Despite announcements last year that it is striving for net-zero carbon emissions by 2050, Norway has now said it will go full steam ahead in its oil ventures over the coming decades. While neighboring Denmark plans to end all North Sea operations by 2050, Norway, Western Europe’s largest oil producer, continues to offer exploration and production contracts to several companies, as it intends to develop its already well-established oil industry further.
In a white paper, Minister of Petroleum and Energy, Tina Bru, stated that “The main goal of the government’s petroleum policy - to facilitate profitable production in the oil and gas industry in a long term perspective - is firmly in place.”

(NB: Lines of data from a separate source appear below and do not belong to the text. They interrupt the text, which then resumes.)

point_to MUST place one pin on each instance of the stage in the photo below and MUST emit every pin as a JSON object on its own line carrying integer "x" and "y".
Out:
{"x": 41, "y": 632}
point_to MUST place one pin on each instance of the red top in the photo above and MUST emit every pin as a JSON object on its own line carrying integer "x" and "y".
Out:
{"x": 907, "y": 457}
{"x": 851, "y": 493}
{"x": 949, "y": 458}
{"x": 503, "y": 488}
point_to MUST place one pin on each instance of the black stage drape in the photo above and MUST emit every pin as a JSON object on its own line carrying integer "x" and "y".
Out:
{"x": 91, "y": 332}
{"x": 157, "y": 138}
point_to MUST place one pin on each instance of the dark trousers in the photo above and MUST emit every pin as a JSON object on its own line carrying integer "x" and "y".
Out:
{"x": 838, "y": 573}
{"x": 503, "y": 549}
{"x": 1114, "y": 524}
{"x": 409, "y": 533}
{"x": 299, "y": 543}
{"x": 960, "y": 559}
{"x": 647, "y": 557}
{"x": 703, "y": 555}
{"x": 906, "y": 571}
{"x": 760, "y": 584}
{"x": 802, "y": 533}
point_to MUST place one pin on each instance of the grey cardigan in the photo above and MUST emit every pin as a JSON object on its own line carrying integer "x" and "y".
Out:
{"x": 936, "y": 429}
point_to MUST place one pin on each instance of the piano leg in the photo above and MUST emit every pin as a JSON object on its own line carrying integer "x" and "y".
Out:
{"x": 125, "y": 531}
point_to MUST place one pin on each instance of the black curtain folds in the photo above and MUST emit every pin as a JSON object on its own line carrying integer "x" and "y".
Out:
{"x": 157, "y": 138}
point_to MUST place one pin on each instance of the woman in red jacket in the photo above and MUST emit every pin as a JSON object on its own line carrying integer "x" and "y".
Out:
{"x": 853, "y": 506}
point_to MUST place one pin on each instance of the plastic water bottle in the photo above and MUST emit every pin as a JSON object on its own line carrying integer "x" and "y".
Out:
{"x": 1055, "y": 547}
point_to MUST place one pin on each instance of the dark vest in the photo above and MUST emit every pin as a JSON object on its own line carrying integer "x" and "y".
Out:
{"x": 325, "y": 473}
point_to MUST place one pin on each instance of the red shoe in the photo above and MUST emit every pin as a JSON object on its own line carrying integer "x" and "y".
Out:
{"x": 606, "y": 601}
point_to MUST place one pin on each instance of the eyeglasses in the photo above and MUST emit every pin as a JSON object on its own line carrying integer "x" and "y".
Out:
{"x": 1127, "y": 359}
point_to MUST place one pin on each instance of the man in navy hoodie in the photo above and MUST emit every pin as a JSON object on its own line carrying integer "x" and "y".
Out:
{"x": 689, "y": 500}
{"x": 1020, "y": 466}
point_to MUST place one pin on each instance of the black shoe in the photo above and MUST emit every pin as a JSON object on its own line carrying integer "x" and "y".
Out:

This week, Norway’s oil majors announced they would be developing four oil and gas discoveries, at a cost of $1.69 billion, to increase output in the country’s existing oil fields. Equinor and Aker BP hope to tap into Norway’s remaining oil resources while demand is high, as after 50 years of oil production around half of the country’s oil reserves are yet to be pumped.
The Kristin South project, which includes the Lavrans and Kristin Q discoveries, is awaiting ministry approval and is projected to have an output of 58.2 million barrels of oil equivalent over the field's lifetime. Equinor will operate the Kristin field, commencing production in 2024 and 2025. Petoro, Eni, and TotalEnergies all have a stake in the field.
Earlier this month, Norway awarded four new licenses in the Norwegian Sea and three in the Barents Sea, in frontier Arctic areas, to seven companies. One of the Ministry of Petroleum and Energy’s key concerns is maintaining steady employment in the country, with around 200,000 jobs currently directly and indirectly linked to oil and gas.
While Norway is leading the way in green energy at the national level, many are criticizing its high level of oil exports, which are anything but carbon friendly. As country leaders talk of a ‘green transition’, it has not been overlooked that Norway still relies heavily on its oil and gas revenues even if looking to make the switch to renewables at home.
Norway’s ambitious carbon-cutting targets do not consider the emissions from the oil and gas that it sells to other countries, meaning it could still achieve net-zero without curbing its fossil fuel production
Sandrine Dixson-Decleve, co-president of The Club of Rome think tank explains, however, “We look to Norway for leadership and ambition on the energy transition – not complacency and backtracking. Looking the other way will seriously take away from growing global political momentum to shift our energy system from stranded fossil energy assets towards low carbon energy.”
Yet Norway argues that it produces some of the world’s greenest oil, partially thanks to a system that links offshore platforms to the onshore electricity grid, allowing it to avoid the use of diesel generators.
In addition, Norway is betting heavily on offshore wind, hydrogen, and electrification to achieve its net-zero Paris Agreement Commitment and balance out oil and gas production.
But some believe that Norway has a long way to go if it wants to produce truly green oil through carbon capture and hydrogen projects. And if operators cannot access cheap renewable energy, it could force them to close oil fields prematurely as emissions costs increase.
The question is whether Norway can introduce enough green energy practices to extend the shelf life of its well-established oil industry as well as achieving carbon-cutting goals.